La primera vez que conocí a mi actual pareja y, por cierto, a mi nuevo hermanastro, tenía veinticuatro años, una madre casada de dos hijos con un mínimo de confianza y aún menos experiencia en la vida. Mi ahora novio tenía veintiocho años, acababa de salir de un compromiso difícil y disfrutaba al máximo de su soltería. Nuestras situaciones no podían ser más diferentes, pero casi inmediatamente me cayó bien. Nos reíamos con facilidad, mis hijas tiraban de sus manos, y en él percibí esa misma bondad inherente que leí en su padre, el conocimiento imposible de que era alguien con quien se podía contar. Y a medida que nuestra amistad se desarrollaba, con el tiempo se hizo tan cercano a mí como un hermano, llamando o enviando mensajes de texto al azar para pedir consejo sobre relaciones, o impartir una gran historia, o reírse de las travesuras de nuestros padres.
Aceptar el amor
Pero el amor encuentra un camino. Más tarde, cuando mi matrimonio se deshizo, las llamadas y las visitas se volvieron menos superficiales y más solidarias; me enviaba vídeos divertidos por la mañana para que me despertara y me riera, o se pasaba por allí con la pretensión de necesitar ayuda él mismo, pero rápidamente me presionaba sobre mi propio estado emocional. En medio de mi divorcio, una situación en la que parecía que todos los hombres de mi vida estaban desapareciendo -además de perder a mi marido, mi propio padre no me hablaba, mis hermanos estaban dolidos y distantes, y ya no tenía suegros-, encontrar un hombre que fuera testigo de lo peor de mí y aceptara todas mis imperfecciones sin juzgarme fue poco menos que milagroso. Era guapo, amable, exasperante y maravilloso, y me devolvió la fe en la población masculina en un momento en el que la necesitaba desesperadamente.
¿Se supone que nos enamoramos?
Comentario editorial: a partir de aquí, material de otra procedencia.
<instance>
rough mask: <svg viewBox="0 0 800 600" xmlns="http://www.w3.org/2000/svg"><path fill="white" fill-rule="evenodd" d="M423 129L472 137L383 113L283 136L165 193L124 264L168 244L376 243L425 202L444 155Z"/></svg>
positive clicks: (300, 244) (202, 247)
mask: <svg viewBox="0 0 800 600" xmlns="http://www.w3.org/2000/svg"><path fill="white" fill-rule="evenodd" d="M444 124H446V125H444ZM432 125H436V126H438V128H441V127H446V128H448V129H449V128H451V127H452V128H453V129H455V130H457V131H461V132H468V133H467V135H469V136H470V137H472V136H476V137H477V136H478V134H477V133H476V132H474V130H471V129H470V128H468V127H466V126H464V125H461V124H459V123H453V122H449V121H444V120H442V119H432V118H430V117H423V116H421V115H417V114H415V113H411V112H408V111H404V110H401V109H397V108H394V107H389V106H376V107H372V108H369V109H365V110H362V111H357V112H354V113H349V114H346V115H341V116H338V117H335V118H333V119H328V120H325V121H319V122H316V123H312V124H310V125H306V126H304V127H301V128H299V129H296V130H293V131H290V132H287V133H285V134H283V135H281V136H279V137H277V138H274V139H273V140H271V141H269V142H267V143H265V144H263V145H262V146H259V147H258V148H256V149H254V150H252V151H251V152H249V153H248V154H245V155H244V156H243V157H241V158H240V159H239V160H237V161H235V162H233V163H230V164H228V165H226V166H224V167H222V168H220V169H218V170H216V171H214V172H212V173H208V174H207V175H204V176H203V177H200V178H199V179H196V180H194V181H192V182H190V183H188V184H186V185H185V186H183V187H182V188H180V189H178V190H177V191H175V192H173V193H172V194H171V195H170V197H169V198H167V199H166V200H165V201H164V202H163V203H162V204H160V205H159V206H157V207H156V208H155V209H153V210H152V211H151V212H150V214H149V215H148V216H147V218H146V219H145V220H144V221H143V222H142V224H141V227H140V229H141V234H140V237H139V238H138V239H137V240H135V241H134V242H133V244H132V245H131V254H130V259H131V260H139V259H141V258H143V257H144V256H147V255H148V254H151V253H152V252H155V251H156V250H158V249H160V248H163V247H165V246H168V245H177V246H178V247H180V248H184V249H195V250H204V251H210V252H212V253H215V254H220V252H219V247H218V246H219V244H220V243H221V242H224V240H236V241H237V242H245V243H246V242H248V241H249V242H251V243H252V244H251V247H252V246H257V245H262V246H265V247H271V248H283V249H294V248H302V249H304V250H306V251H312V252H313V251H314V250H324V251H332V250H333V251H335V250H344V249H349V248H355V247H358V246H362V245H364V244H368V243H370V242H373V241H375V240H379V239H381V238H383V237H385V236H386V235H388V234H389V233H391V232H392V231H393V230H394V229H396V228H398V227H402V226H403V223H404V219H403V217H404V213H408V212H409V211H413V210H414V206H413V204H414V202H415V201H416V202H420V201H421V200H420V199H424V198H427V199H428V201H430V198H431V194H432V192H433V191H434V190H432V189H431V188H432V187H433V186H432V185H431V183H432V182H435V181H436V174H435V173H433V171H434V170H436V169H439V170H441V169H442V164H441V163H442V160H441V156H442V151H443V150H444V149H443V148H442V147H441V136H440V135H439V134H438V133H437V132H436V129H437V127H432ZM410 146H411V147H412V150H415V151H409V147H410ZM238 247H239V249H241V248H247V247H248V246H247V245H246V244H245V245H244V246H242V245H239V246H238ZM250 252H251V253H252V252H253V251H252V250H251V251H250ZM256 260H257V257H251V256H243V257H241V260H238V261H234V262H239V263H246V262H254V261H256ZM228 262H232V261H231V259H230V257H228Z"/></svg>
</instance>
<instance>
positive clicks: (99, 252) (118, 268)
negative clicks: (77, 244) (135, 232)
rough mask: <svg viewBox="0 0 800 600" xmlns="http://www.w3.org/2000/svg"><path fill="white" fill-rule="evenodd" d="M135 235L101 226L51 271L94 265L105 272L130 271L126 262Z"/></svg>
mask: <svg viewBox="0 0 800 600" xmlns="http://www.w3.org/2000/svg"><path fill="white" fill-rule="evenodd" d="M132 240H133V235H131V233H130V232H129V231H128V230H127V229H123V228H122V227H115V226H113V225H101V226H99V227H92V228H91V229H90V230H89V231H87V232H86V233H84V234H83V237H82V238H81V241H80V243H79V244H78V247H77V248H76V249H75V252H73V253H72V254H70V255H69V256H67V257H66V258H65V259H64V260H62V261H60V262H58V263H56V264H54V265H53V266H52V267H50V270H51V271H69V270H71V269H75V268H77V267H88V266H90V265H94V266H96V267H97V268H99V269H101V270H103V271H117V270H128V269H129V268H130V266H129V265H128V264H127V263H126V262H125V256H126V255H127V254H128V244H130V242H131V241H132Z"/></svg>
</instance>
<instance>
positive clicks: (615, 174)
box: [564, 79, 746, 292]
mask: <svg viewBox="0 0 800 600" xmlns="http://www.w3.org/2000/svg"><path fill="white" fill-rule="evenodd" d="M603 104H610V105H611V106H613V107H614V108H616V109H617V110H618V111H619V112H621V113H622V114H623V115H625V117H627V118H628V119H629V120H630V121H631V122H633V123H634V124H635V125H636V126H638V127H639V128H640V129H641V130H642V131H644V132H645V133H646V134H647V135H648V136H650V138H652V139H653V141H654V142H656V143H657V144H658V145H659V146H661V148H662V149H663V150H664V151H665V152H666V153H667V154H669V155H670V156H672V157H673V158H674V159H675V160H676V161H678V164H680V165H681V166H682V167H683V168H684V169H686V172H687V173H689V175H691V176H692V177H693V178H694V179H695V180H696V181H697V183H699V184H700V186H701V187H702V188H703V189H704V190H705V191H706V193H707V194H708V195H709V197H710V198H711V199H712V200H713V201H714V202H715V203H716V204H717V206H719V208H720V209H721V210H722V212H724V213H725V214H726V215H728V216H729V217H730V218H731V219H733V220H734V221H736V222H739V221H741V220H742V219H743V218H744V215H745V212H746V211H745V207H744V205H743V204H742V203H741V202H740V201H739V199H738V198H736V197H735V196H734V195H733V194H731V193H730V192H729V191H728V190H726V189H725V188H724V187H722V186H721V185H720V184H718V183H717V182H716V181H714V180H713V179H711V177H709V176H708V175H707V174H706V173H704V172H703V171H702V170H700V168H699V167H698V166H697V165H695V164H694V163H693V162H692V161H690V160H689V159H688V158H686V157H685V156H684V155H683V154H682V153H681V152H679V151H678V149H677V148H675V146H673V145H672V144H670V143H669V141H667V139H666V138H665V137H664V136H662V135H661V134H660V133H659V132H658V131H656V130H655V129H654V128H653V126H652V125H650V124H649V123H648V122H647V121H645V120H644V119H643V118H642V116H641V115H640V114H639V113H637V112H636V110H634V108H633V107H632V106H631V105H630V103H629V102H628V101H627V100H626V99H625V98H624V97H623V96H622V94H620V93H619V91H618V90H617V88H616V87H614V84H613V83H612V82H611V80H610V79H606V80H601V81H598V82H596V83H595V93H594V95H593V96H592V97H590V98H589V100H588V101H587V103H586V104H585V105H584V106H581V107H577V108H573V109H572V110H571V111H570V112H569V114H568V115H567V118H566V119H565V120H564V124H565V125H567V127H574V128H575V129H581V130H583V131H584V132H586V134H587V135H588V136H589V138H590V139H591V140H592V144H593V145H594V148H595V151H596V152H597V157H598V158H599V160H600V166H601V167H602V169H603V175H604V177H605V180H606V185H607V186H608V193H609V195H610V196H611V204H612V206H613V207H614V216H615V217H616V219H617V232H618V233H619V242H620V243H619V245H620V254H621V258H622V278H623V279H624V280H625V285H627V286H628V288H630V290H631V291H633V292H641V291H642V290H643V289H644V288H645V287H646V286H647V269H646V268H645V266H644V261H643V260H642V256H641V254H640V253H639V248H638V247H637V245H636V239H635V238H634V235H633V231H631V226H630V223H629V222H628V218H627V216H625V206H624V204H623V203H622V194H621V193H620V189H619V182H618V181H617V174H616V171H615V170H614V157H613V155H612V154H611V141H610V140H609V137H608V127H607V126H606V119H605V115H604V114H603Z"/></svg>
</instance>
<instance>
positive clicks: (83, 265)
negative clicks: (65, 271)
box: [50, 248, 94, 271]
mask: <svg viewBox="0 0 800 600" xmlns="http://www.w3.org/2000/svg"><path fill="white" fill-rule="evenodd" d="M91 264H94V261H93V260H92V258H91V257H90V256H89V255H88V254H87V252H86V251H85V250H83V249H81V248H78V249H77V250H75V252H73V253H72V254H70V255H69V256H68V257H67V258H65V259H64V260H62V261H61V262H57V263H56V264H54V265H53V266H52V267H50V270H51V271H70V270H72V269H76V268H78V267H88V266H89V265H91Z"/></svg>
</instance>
Probablemente no. En un mundo ideal, ambos habríamos encontrado parejas más sensatas: unas que no estuvieran, como bromeó más tarde mi hermana, «nadando en la piscina familiar». Pero cuanto más mayor me hago, más empiezo a darme cuenta de que nada ocurre como esperamos; la gente cambia, y toma decisiones descabelladas, y se desenamora, y va a rehabilitación. Vivimos en una época increíblemente extraña, de cambios y tragedias abrumadores y de una incertidumbre casi debilitante, y lo único que puede hacer cualquiera que intente sobrevivir a ella es escuchar sus instintos y aferrarse con fuerza a un sentido personal de la verdad moral. Para mí, eso significa prestar atención cuando mi corazón me habla, y ser lo suficientemente valiente como para acceder a sus demandas.
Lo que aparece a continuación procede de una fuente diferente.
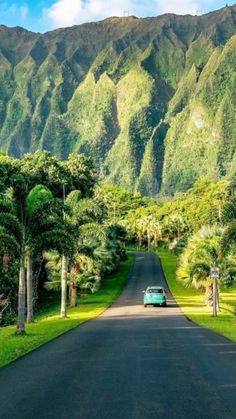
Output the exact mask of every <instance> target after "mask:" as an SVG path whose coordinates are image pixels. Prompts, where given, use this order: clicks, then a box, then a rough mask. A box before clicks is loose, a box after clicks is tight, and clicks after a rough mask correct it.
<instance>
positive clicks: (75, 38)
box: [0, 6, 236, 196]
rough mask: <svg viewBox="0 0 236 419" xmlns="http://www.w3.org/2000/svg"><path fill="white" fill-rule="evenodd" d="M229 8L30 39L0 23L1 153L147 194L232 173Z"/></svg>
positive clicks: (133, 20) (166, 189)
Y en última instancia, hay algo que decir de un amor que perdura a pesar de las abrumadoras probabilidades; un amor que persiste más allá de tus propios prejuicios y creencias establecidas. Aunque mi pareja y yo no estamos emparentados y no nos conocimos hasta mediados o finales de la veintena, salir con un miembro de tu familia adoptiva sigue siendo extraño; el hecho de que la atracción que sentimos el uno por el otro atravesara ese enorme bloqueo mental dice algo sobre su poder. Y aunque Josh y Cher lo hicieron parecer fácil en Clueless, y Kathryn y Sebastian le dieron un giro manipulador en Crueles intenciones, la realidad es que para nosotros no es ninguna de esas cosas; es algo infinitamente más complicado y especial. Encontrar una pareja que decida que merece la pena correr un riesgo tan colosal por ti -que esté dispuesta a cargar con el peso de la crítica y el rechazo públicos desde el principio- es algo que tiene una fuerza y un valor indiscutibles. Y para mí, esos son rasgos de carácter que no puedo negar o ignorar.
Aunque no voy a ir tan lejos como para afirmar que salir con tu hermanastro es normal, hay algo en todo esto que se siente como una serendipia, que me da fe en un plan más grande, aún ensombrecido, para mi vida. Y de todas las incógnitas que pululan por el mundo hoy en día, esa es una de las pocas que puedo apoyar.